Likewise, the Environmental Protection Agency has set a lifetime health advisory, or LHA, for PFOA and PFOS only, and has taken preliminary steps toward setting a legally enforceable maximum contaminant level, or MCL, for these two chemicals.

But the PFAS group contains hundreds of toxic chemicals. For many of these chemicals, little research has been done into the health effects they pose and their environmental pervasiveness.

IPEN's review goes so far as to say that PFHxS, a newer chemical found in PFAS-based firefighting foam, "is more bio-accumulative and hazardous in humans than PFOS.”

Researchers from the Colorado School of Public Health and Colorado School of Mines found last year that El Paso County residents who lived near Peterson Air Force Base for at least three years before 2015 (and were therefore exposed to contamination from firefighting foam discharges) had blood levels of PFHxS 10 times higher than the general U.S. population. They showed levels of PFOS that were twice as high as normal.

IPEN's report explains that when manufacturing company 3M phased out use of PFOS-based products, including firefighting foam and ScotchGard fabric and leather treatments, the PFAS chemicals perfluorobutane sulfonate (PFBS) and PFHxS replaced legacy PFOS in products such as stain repellents, surfactants and firefighting foams.

The “Firefighter Cancer Registry Act of 2018,” signed into law last year by President Donald Trump, "establishes and maintains a voluntary registry of firefighters to collect data on cancer incidence," the report notes. This registry could potentially aid research into the health effects of long-term PFAS exposure.

“Our firefighters and first responders are already asked to put themselves in harm’s way virtually every day,” Environmental Working Group Senior Scientist David Andrews said in response to the IPEN review. “Forcing them to use firefighting foams containing dangerous chemicals when there are alternatives that work puts their long-term health at unacceptable risk.”

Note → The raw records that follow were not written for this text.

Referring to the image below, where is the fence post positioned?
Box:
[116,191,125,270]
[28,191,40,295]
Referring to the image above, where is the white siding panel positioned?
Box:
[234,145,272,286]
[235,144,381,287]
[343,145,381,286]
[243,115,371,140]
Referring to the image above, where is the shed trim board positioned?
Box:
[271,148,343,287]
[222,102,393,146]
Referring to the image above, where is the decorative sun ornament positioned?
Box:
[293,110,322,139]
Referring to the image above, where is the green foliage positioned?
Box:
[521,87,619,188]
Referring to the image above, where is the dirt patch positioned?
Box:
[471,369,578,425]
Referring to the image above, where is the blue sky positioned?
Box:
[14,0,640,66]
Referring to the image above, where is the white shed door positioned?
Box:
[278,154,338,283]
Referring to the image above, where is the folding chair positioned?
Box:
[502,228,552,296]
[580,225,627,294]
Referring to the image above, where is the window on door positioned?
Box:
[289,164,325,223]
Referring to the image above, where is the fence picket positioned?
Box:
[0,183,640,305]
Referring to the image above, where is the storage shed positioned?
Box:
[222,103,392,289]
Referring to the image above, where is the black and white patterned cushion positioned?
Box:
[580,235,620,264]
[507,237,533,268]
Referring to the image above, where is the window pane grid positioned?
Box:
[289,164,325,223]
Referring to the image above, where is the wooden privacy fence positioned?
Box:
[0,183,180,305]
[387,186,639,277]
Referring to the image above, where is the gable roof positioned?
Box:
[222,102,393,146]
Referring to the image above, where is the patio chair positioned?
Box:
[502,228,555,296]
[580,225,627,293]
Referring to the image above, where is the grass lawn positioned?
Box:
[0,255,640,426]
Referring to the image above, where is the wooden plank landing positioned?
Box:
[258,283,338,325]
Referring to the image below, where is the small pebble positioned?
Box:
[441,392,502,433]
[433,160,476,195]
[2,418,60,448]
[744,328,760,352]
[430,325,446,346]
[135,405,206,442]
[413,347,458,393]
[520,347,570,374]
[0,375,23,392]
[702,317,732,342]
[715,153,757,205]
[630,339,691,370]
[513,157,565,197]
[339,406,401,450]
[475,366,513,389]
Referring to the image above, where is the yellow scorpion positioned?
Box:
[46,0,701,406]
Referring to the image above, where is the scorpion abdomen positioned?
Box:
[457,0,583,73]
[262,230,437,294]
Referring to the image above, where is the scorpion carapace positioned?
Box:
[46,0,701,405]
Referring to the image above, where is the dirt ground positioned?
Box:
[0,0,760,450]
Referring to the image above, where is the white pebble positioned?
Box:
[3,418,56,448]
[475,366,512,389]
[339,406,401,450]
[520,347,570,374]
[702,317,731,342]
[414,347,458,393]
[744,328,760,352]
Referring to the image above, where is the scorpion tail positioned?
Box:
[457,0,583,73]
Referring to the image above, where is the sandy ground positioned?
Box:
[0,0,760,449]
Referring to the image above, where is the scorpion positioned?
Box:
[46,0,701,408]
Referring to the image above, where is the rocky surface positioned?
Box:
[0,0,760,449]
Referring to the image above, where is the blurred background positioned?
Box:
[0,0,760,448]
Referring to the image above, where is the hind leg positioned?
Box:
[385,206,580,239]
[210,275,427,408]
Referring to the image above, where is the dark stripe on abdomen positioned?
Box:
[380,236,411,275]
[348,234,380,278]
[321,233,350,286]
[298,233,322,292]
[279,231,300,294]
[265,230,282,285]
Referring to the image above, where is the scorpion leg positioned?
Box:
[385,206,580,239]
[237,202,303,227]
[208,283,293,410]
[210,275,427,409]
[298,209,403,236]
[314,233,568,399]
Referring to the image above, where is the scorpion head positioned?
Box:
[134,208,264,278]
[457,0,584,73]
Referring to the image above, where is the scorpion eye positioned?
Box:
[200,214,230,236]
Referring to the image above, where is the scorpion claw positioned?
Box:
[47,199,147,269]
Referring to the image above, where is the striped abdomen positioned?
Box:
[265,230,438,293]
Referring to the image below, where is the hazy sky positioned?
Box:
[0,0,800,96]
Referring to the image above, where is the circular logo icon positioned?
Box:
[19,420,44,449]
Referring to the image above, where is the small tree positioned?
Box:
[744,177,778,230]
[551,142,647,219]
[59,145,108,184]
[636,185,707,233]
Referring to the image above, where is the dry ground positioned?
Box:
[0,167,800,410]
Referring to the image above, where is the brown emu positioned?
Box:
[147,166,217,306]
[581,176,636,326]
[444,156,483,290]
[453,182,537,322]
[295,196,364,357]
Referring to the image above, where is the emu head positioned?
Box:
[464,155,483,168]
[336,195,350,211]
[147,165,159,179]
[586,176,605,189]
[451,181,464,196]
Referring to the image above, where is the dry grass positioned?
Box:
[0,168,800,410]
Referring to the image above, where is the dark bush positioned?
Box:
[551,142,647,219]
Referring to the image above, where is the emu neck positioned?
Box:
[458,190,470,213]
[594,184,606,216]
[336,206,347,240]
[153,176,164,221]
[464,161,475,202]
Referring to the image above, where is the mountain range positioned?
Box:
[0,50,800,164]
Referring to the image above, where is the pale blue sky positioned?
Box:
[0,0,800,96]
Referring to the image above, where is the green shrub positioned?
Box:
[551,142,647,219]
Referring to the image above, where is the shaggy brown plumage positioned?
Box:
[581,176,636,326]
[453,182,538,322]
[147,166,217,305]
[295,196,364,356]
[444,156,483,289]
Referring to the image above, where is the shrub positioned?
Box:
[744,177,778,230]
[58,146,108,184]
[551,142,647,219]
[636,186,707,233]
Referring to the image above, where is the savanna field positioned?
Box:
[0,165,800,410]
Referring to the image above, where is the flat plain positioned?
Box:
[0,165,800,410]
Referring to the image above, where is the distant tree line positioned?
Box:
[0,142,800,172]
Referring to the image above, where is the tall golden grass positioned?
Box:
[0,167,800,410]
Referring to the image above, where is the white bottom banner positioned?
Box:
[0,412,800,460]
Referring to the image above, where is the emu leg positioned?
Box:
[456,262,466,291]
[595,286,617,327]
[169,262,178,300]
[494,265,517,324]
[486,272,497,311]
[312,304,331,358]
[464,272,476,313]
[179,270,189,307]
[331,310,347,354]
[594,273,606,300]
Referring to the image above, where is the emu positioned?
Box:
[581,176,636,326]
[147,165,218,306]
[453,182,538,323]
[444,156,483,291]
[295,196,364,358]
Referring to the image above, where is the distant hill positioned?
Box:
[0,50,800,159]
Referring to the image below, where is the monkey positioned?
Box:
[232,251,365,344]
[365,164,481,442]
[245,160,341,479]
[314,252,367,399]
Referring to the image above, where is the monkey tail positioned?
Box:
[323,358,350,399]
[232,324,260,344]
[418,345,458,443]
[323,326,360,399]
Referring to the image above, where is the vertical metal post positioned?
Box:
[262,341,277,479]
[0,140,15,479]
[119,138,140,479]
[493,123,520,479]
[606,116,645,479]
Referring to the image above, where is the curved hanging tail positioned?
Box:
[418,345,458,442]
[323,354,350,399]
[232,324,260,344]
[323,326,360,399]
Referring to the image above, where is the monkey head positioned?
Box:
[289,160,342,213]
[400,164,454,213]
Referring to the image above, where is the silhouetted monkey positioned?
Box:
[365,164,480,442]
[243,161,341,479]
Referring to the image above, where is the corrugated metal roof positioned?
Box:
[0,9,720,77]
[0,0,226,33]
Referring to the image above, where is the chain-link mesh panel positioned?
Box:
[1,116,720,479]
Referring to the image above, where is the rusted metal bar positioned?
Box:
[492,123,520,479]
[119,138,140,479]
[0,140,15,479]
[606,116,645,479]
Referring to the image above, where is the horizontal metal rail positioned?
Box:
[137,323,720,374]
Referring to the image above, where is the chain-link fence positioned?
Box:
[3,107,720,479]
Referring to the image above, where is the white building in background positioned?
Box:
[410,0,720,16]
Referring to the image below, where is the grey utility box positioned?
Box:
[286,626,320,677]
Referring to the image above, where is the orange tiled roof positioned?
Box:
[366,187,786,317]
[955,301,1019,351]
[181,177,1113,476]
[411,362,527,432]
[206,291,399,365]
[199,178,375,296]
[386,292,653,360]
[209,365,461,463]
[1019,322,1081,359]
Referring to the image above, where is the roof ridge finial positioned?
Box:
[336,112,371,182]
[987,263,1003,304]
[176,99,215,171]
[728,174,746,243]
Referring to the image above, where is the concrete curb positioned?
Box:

Both the House and Senate versions of the National Defense Authorization Act — a bill to fund the military through 2020 — end the use of PFAS-based foams by 2023, an EWG statement notes. Manufacturers have developed some types of foams that don't contain PFAS that would presumably replace these foams.

But the military has so far resisted to switching to such "non-fluorinated" foam formulas. While the Department of Defense has completely phased out its original foam formula and replaced it with a new, supposedly safer formula using different PFAS. The Air Force's website explains that, so far, no non-fluorinated foam formula meets "performance criteria necessary to safeguard our Airmen from real time fire emergency responses."

PFAS-containing foams "are the most effective foams currently available to fight flammable liquid fires in military, industrial, aviation and municipal arenas," it continues. Chemical manufacturers also argue that the newer versions shouldn't be banned outright.

While Colorado lawmakers passed a bill earlier this year banning all PFAS-based foams (as have lawmakers in a few other states), the state bans don't apply to the U.S. military or the Federal Aviation Administration, which requires the foam's use at airports.